Bárbula is a locality in Naguanagua Municipality, Venezuela. It has the main campus of the University of Carabobo. The facilities include a palmetum, the Parque Universitario Palmetum.

Battle of Bárbula
At the beginning of the 19th century Bárbula was a farm or hacienda, which was visited by Alexander von Humboldt.

In 1813 the locality was the site of a battle, the , in which Colombian and Venezuelan independentists defeated Royalist troops.
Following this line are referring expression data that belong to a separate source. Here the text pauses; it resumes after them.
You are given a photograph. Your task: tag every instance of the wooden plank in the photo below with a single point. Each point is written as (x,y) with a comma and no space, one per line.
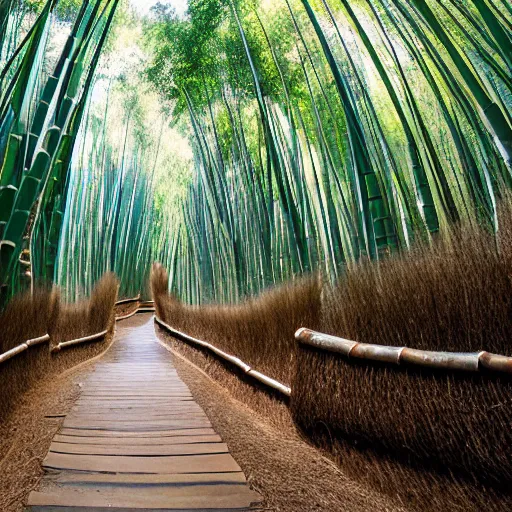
(137,426)
(181,497)
(85,480)
(222,463)
(138,441)
(139,451)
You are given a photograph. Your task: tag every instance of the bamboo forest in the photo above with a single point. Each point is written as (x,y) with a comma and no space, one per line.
(243,143)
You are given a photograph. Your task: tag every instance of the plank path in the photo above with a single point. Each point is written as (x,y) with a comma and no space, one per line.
(136,440)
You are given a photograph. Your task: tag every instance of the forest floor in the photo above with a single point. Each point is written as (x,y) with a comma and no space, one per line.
(289,474)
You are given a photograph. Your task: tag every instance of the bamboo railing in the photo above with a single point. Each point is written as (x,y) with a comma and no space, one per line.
(78,341)
(463,361)
(262,378)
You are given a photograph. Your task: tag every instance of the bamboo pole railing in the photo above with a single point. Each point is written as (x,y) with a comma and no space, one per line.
(264,379)
(464,361)
(146,306)
(78,341)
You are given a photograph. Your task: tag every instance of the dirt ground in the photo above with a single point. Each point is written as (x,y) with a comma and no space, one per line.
(27,434)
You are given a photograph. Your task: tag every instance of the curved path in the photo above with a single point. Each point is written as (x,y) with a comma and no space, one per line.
(136,440)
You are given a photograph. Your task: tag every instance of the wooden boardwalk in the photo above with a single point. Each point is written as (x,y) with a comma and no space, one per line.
(136,440)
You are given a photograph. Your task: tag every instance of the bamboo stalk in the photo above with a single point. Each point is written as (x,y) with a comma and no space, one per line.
(13,352)
(78,341)
(37,341)
(268,381)
(125,301)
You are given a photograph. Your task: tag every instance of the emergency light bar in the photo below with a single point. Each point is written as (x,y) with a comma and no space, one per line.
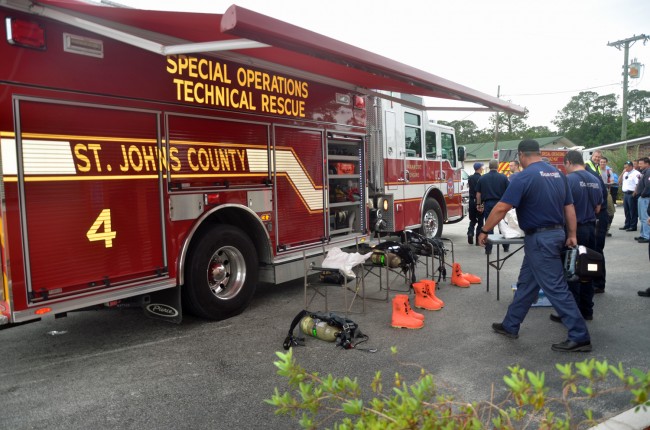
(27,34)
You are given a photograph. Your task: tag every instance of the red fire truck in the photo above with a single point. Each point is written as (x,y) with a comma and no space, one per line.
(161,157)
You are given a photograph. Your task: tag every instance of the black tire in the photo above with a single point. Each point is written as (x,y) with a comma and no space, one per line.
(220,273)
(431,219)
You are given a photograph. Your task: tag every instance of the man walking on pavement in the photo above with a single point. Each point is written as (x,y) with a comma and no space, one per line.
(587,201)
(544,208)
(475,214)
(629,180)
(489,190)
(602,220)
(643,191)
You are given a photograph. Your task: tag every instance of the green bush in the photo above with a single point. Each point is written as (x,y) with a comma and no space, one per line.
(332,401)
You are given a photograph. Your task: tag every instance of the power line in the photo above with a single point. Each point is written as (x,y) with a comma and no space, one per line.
(560,92)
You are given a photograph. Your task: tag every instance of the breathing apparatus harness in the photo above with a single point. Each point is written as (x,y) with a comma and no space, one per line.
(349,330)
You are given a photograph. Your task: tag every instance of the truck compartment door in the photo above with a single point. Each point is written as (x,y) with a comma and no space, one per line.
(300,208)
(86,182)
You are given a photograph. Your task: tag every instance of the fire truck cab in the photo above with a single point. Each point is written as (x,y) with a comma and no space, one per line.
(415,168)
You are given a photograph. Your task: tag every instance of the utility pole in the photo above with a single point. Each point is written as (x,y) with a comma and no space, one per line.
(626,43)
(496,124)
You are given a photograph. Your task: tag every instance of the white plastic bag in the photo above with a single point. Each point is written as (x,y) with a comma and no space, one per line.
(509,226)
(337,259)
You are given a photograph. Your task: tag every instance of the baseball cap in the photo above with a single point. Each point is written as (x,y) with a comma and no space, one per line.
(528,145)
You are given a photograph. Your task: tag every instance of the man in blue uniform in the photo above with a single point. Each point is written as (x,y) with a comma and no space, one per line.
(544,207)
(489,190)
(587,201)
(602,218)
(475,215)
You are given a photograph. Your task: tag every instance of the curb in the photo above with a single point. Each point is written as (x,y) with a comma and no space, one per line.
(628,420)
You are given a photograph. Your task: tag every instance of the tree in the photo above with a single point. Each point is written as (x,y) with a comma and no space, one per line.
(638,105)
(575,112)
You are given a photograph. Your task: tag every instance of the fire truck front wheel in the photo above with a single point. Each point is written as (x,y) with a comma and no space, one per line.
(431,219)
(220,274)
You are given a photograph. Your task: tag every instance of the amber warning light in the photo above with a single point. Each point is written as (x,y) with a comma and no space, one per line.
(359,102)
(25,33)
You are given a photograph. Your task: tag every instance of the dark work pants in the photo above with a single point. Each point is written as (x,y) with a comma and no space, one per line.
(487,208)
(631,208)
(475,219)
(583,292)
(542,267)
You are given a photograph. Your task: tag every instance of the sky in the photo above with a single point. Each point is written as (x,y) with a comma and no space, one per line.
(537,54)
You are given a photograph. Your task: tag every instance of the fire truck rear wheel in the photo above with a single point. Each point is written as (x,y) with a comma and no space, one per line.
(431,219)
(220,274)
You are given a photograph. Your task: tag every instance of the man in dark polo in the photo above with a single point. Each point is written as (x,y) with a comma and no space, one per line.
(475,215)
(544,206)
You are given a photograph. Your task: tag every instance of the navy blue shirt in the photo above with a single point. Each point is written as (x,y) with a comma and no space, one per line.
(492,186)
(471,182)
(587,194)
(539,192)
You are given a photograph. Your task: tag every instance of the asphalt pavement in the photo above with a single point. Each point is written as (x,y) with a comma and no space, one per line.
(119,369)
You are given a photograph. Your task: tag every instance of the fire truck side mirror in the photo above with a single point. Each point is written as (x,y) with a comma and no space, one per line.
(461,153)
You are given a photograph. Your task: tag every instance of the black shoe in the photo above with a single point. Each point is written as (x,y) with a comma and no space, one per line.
(571,346)
(498,327)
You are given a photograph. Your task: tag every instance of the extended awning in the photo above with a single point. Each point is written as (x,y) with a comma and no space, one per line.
(248,37)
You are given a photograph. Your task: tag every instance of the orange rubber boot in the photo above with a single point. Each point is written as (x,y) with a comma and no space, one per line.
(414,314)
(402,317)
(473,279)
(457,276)
(431,290)
(423,299)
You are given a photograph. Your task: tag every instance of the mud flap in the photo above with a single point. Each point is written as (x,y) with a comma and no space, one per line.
(165,305)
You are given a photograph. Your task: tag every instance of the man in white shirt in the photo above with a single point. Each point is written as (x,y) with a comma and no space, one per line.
(629,180)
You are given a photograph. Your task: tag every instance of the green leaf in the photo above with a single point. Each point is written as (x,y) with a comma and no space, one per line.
(353,407)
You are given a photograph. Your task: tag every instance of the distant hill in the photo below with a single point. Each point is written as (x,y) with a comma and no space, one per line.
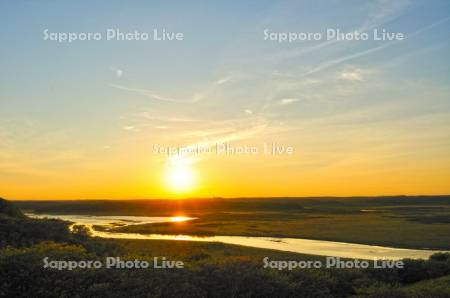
(8,209)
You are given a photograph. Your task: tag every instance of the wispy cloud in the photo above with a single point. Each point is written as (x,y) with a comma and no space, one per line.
(155,96)
(286,101)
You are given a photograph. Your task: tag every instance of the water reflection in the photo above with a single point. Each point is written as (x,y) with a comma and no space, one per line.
(305,246)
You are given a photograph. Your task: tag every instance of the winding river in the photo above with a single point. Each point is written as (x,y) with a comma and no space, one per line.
(304,246)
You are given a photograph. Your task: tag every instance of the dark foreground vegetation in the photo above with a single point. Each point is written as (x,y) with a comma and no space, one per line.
(212,269)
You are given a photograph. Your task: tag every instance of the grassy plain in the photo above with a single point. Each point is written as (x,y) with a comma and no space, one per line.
(407,222)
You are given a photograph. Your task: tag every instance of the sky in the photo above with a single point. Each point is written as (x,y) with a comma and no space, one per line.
(81,120)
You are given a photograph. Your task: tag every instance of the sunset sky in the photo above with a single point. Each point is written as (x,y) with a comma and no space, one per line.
(80,120)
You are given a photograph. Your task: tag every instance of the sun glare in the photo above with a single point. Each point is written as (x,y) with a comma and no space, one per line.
(179,218)
(179,176)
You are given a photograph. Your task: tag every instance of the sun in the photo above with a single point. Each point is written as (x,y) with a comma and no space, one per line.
(179,176)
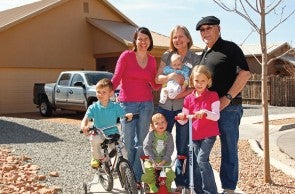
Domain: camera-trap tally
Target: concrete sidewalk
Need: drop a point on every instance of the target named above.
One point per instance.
(282, 144)
(281, 140)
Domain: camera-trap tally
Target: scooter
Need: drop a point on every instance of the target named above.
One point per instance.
(191, 152)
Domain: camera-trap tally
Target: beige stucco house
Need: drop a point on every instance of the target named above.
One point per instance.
(41, 39)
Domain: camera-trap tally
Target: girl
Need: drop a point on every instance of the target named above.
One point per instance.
(204, 105)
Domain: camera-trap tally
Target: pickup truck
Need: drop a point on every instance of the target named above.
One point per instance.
(73, 90)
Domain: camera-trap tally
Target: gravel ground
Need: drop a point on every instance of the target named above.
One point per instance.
(55, 147)
(58, 147)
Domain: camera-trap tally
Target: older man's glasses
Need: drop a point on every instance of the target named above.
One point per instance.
(209, 28)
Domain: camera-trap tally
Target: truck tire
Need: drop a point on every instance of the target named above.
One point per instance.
(45, 108)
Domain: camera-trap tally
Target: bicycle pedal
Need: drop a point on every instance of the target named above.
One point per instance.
(112, 153)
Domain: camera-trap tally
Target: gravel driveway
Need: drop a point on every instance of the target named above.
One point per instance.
(53, 146)
(59, 147)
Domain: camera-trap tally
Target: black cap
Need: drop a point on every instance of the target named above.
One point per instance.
(209, 20)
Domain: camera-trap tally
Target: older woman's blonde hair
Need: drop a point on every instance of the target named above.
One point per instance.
(200, 69)
(187, 34)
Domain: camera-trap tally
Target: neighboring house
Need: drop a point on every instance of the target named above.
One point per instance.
(276, 67)
(41, 39)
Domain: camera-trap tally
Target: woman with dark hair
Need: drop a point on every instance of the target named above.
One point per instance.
(135, 72)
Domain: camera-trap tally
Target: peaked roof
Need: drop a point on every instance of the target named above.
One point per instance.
(17, 15)
(123, 32)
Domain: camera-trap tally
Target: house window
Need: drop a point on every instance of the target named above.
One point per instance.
(86, 7)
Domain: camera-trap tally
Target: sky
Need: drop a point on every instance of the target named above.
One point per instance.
(161, 16)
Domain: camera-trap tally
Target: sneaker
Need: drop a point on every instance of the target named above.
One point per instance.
(95, 163)
(153, 188)
(228, 191)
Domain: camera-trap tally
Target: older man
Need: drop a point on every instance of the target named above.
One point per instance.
(230, 74)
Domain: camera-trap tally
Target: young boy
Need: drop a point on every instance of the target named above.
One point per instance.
(159, 146)
(173, 88)
(104, 114)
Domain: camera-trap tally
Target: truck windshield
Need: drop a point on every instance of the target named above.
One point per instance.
(93, 78)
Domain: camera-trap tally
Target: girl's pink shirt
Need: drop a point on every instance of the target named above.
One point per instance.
(136, 82)
(205, 127)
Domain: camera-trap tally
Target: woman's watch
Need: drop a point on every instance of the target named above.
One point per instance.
(228, 96)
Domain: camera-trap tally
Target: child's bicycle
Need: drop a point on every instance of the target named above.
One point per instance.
(161, 175)
(113, 164)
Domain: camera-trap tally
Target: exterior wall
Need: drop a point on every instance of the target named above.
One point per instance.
(38, 49)
(53, 39)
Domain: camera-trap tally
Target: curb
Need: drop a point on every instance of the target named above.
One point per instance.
(255, 146)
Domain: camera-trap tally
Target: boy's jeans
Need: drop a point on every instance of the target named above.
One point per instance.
(135, 131)
(229, 122)
(182, 137)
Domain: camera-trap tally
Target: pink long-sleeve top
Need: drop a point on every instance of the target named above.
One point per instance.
(208, 125)
(137, 83)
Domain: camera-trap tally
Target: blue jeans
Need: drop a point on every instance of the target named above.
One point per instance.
(182, 137)
(204, 181)
(229, 122)
(135, 131)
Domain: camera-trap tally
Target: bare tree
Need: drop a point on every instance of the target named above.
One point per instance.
(243, 8)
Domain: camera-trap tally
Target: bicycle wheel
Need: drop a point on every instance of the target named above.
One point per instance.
(128, 180)
(105, 177)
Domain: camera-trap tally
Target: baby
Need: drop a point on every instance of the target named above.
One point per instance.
(173, 88)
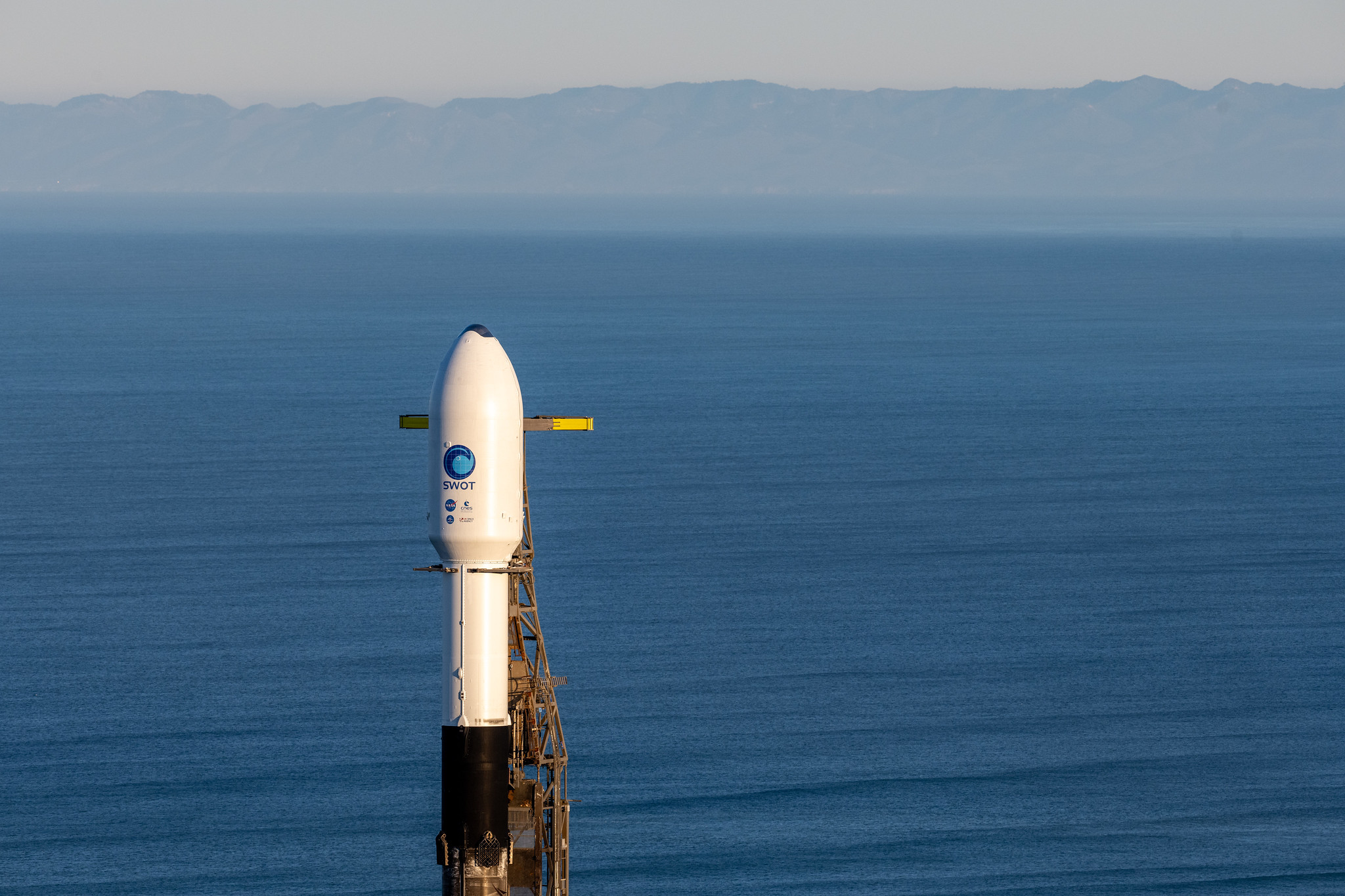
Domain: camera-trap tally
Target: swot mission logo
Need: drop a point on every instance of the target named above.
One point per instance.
(459, 463)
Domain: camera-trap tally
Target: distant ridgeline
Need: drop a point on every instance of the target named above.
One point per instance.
(1142, 137)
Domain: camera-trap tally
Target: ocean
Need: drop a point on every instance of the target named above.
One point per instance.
(994, 551)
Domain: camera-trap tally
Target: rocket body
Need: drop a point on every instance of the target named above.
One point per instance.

The background was that the United Provinces of New Granada (Colombia) granted Simon Bolivar permission to lead a force to free Venezuela.
The battle is mentioned in the National Anthem of Colombia in an allusion to the heroic death of Atanasio Girardot.
Del Orinoco el cauce
se colma de despojos;
de sangre y llanto un río
se mira allí correr.
En Bárbula no saben
las almas ni los ojos,
si admiración o espanto
sentir o padecer.

Bárbula Tunnel
Bárbula Tunnel is part of a railway under construction between Puerto Cabello and La Encrucijada (Estado Aragua). The project to build the line of approx. 108 km is managed by Instituto de Ferrocarriles del Estado. 
The tunnel has a length of 7.8 km (4.8 mi), which makes it the longest in South America.